# [Kolibra DBM Energy] NEXT ENERGY start field testing in rural areas



## drgrieve (Apr 14, 2011)

Hi all. I'm following the news from German sites. They have made three new tests cars with a small range of 200km. They plan to drive 15000 km in these cars for testing in by September.

Not sure who is driving them but I think from the gist of it that it is normal people???

Another site I saw had a similar article and they mentioned a 40 kWh battery was used.

http://translate.google.com/translate?hl=en&sl=auto&tl=en&u=http://www.iwr.de/re/iwr/11/06/0108.html


----------



## rochesterricer (Jan 5, 2011)

I wish there were more english-language news outlets covering this.


----------



## Jan (Oct 5, 2009)

Even if you can read german, the information they give is still very limited.


----------



## ZEV (Jun 10, 2011)

rochesterricer said:


> I wish there were more english-language news outlets covering this.


From EVUK Editor - Electric Vehicles UK(est. 1999) re DBM Energy, Kolibri Audi's
I have quoted you in our latest piece re DBM Energy's Audi A2 EV saga
Please see www.evuk.co.uk/news/index7.html BTW: I am a bilingual German speaker - our coverage of the DBM Audi A2 saga has been second-to-none over the past 8 months - see all news pieces.


----------



## ZEV (Jun 10, 2011)

Jan said:


> Even if you can read german, the information they give is still very limited.

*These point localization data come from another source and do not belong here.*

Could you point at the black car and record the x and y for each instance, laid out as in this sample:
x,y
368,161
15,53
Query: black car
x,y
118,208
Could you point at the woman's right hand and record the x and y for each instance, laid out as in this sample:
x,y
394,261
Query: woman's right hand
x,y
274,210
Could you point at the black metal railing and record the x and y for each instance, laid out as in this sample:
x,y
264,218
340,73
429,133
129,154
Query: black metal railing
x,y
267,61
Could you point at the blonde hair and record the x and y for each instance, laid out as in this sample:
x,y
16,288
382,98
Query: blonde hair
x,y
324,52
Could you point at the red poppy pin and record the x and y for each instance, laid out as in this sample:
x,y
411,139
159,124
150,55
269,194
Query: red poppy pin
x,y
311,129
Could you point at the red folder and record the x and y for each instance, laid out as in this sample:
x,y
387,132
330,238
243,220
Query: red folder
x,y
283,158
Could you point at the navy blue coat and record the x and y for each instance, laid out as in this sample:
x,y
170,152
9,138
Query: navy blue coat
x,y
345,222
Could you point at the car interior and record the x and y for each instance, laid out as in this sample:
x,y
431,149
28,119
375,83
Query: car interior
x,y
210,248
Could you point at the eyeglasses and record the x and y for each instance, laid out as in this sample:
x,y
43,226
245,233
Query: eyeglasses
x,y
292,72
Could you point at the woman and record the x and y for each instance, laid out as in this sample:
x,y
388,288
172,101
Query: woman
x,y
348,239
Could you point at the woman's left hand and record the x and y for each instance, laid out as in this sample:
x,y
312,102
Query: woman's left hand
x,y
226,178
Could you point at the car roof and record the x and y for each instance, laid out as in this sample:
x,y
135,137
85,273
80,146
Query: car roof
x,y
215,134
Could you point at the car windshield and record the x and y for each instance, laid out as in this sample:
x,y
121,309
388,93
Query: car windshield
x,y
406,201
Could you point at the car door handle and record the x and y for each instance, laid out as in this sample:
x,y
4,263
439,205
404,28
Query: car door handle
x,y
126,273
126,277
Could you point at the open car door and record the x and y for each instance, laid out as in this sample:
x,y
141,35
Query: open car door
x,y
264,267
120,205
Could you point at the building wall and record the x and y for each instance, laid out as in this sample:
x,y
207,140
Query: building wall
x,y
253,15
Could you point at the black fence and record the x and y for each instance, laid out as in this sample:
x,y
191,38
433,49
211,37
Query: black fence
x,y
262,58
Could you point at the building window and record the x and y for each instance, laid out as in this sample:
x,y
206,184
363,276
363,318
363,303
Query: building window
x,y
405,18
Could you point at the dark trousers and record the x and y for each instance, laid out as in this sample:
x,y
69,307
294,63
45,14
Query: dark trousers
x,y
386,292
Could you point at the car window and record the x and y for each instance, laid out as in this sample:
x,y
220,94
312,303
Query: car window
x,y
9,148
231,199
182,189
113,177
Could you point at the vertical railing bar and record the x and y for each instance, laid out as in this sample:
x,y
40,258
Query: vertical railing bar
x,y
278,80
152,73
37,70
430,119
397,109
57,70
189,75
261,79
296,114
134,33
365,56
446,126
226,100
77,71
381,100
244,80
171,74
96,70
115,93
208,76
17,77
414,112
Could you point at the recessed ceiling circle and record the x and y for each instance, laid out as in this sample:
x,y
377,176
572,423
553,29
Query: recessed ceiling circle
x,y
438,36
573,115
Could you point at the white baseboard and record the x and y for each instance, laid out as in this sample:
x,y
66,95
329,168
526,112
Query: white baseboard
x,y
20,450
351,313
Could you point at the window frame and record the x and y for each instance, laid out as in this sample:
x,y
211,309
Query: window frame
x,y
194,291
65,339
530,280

From EVUK - Electric Vehicles UK(est. 1999) re DBM Energy, Kolibri Audi's
I have quoted a certain DIY Electric Car thread in our latest piece re DBM Energy's Audi A2 EV saga
Please see www.evuk.co.uk/news/index7.html BTW: I am a bilingual German speaker - our coverage of the DBM Audi A2 saga has been second-to-none over the past 8 months - see all of our many DBM-related news pieces.


----------



## ndplume (May 31, 2010)

Hey ZEV,
Can you find the size & price of the battery packs that went into the fork lifts?


----------